Металлическая лестница с чугунными решетчатыми ступенями и деревянными перилами, частично резными, частично — с грубыми вставками, привела меня к последней чердачной двери. На обросшей пылью двери, потерявшей не только окраску, но и лицо предмета, причастного к жизни, длительное время лишенного прикосновений человеческих рук, сохранялся чумазый барельефчик, изображающий цифру «7». Нажимаю на граненую медную ручку, но дверь не открывается. Она лишь издает стонущий, жалобный звук. И сразу же из-за двери спрашивают:

— Кто там?

— Простите, но у меня… адрес. Записка с адресом. Староконюшенный, тридцать один, квартира семь.

— Сейчас открою. Сегодня ветер ужасный. Вот я и заперся. Чтобы дверью не хлымдало. И чтобы насморк не подхватить. — Голос пожилого мужчины, суетившегося за дверью, не был испуганным или раздосадованным. Он был радушным. Казалось, человек, содержавшийся в мезонине, приятно взволнован тем, что его посетили, вспомнили, откопали и через секунду-другую извлекут на свет.

— Здесь не освещается… Пообрезали проводку, — произнес человек из глубины черного прямоугольника отверстой двери и тут же ступил мне навстречу, оказавшись этаким румяным, сдобным колобком в широченных костюмных штанах, державшихся на красных подтяжках, и в черной «фирменной» рубашке, усыпанной медными кнопками, вдобавок — с погончиками. Лицо радушное, обтянутое чистой, ну просто юношеской кожей без морщин и старческой тусклости. Волос на голове немного, буквально — несколько штук, и лежали они поперек черепа плотно, послушно, как приклеенные.

— Вы не из милиции? — улыбнулся «колобок».

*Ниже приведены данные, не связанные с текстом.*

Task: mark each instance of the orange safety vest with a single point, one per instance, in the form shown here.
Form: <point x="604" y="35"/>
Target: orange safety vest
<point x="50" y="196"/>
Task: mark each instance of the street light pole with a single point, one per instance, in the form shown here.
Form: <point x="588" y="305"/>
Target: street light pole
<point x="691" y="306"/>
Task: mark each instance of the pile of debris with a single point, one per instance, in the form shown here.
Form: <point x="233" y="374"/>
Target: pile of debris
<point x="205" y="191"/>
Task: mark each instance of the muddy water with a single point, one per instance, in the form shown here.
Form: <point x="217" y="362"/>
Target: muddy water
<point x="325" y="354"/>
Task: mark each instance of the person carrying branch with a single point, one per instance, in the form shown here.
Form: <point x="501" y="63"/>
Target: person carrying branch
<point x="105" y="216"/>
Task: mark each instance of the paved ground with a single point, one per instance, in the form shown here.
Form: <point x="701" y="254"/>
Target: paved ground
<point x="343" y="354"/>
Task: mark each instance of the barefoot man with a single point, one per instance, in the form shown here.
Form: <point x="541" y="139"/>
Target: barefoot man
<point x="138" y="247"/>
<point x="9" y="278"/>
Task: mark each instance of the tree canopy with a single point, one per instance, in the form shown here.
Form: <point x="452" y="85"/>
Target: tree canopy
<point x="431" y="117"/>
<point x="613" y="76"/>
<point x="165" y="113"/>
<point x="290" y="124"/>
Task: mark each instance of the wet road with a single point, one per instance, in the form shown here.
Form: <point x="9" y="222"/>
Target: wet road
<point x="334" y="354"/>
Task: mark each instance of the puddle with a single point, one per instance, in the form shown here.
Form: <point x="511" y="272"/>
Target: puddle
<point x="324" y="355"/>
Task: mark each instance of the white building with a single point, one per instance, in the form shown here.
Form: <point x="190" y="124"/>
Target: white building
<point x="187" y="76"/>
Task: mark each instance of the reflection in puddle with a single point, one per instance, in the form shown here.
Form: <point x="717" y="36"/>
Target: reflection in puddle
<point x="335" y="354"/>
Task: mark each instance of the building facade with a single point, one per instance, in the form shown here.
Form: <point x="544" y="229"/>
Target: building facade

— Да нет… Я… у меня забавная история.

— Забавная? Тогда пройдемте вглубь. В моем возрасте сквозняки опаснее… несвежей пищи. Финогенов! — протянул он мне теплую, этакой оладушкой, мягкую ладонь.

— Вениамин.

— Вот и славненько…

Финогенов медленно прикрыл истерично заскулившую дверь. Стало темно. Как ночью на юге. Отдельные вкрапления дневного света, пробивавшиеся снаружи дома, напоминали небесные звезды, постепенно становившиеся крупнее и ярче. И тогда Финогенов потянул на себя створку еще одной, теперь уже внутренней двери, и мы очутились… не в комнате, а в том, что от нее осталось, в ее остове, в воспоминаниях о ней. Одна из стен комнаты, трухлявая, в перекрестьях лучины, ранее удерживавшей на себе штукатурку, была основательно проломлена, и в ней зияло мрачное отверстие с неровными рваными краями. В отверстие, если пригнуться, можно было запросто пролезть.